My Daughter'S Teacher
MDT



...Happy reading...


...***...


Benny tidak terima dengan apa yang dikatakan oleh Agra.


"Lisa putriku! dia harus tahu, aku orang ayah kandungnya," ujar Benny.


"Benny, apa kau tidak bisa berpikir sedikitpun demi kepentingan Lisa. Anak itu masih kecil Ben, dia tidak akan mengerti. Jika tiba-tiba dia tidak tinggal bersama dengan keluarganya yang sekarang, tiba-tiba dia harus memanggil orang yang masih asing sebagai Papa! pikirkan itu, kau jangan egois. Sudah bagus Tuan Agra mau mengizinkan kau untuk bertemu dengan Lisa." tutur Erica.

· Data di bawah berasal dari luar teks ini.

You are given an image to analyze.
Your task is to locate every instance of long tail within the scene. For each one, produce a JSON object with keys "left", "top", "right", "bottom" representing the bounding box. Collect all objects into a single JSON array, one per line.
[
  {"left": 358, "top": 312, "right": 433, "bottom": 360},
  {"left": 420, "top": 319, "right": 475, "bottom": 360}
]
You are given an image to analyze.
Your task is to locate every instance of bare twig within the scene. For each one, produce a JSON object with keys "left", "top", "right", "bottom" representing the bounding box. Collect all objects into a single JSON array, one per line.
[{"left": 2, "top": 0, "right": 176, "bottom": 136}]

"Tapi aku ingin dipanggil Papa juga, Lisa anakku," ucap Benny.


"Tidak dipungkiri, Lisa anakmu. Ben, darah dagingmu. Tapi, dia masih kecil. Dia belum mengerti, kenapa dia harus memanggilmu Papa. Bersabarlah, ada waktunya. Dia akan memanggilmu Papa."


Benny diam, dia mencoba memahami apa yang dikatakan oleh Erica.


"Apa aku akan mendapatkan kesempatan itu, suatu saat dia akan memanggilku Papa?" suara Benny lirih terdengar.


"Pasti, tunggu dia mengerti. Tuan Barend pasti mengizinkan Lisa untuk memanggilmu Papa, bersabarlah," kata Erica.


*


*


Benny duduk dengan tidak tenang, hari ini. Dia akan bertemu dengan Lisa untuk pertama sekalinya, dulu. Saat dia sering bertemu dengan Malika, Lisa tidak pernah dibawa oleh Malika. Mungkin, Malika takut. Benny mengenali Lisa sebagai darah dagingnya.


"Ca, apa aku sudah rapi?" Benny berdiri didepan Erica yang sibuk dengan gadgetnya.


Erica tidak mendengar apa yang ditanyakan oleh Benny.


"Ca.." Benny menarik gadget dari tangan Erica.


"Ben, apa-apaan kau ini. Aku sudah mau menang tadi..!" seru Erica kesal, yang sedang asik main game di gadgetnya.


"Game itu bisa nanti, lihat dulu aku. Apa bajuku bagus, sudah rapi? apa nanti Lisa nanti suka melihatku?" pertanyaan beruntun meluncur dari dalam mulut Benny


Erica menggelengkan kepalanya, menatap Benny yang sibuk membenahi bajunya. Lengannya digulung, lalu. Benny merasa kurang bagus, gulungan lengan bajunya dilepaskannya kembali.


"Ben, kau itu mau bertemu dengan anak berumur 5 tahun. Bukan ingin bertemu dengan gadis, kau ini seperti ingin mengajak kencan anak gadis orang saja." ledek Erica


"Ben, lihat. Mereka datang," ujar Erica.


"Mana?" Benny langsung berdiri dan menatap ke arah pintu masuk restoran. Wajahnya terlihat gugup.


"Hahaha..!" Erica cekikikan, karena menipu Benny.


"Erica! kau menipuku..!" Benny sadar, telah di tipu Erica.


"Biar kau tidak gugup, Ben. Santai, rileks," kata Erica.


"Sialan..!" umpat Benny sambil duduk kembali, dan memunggungi Erica yang menertawakannya.


"Aku gugup, dia mengerjai aku." dumel Benny.


"Ben, mereka datang," ujar Erica.


"Sudah, Ca. Jangan kau tipu aku terus, aku kirim kau kembali ke Belanda." umpat Benny dengan kesal.


"Ben.." ujar Erica lagi.


"Kau tipu aku lagi, dengan mengatakan mereka datang. Awas kau, Ca. Aku tidak akan mau berteman denganmu lagi," ucap Benny dengan ketus.


"Om..!"


Degh...


Suara kecil yang memanggilnya Om, membuat jantung Benny seakan ingin berhenti berdetak. Sontak Benny berdiri dan memutar badannya dengan cepat.


Mata Benny melebar, saat melihat gadis kecil tersenyum kearahnya.


"Aku tidak bohong, kan," ujar Erica.


"Apa kabar Tuan Benny?" sapa Jeanny, sedangkan Agra hanya diam. Matanya menatap ke arah Benny, lalu beralih kearah gadis kecilnya. Lisa.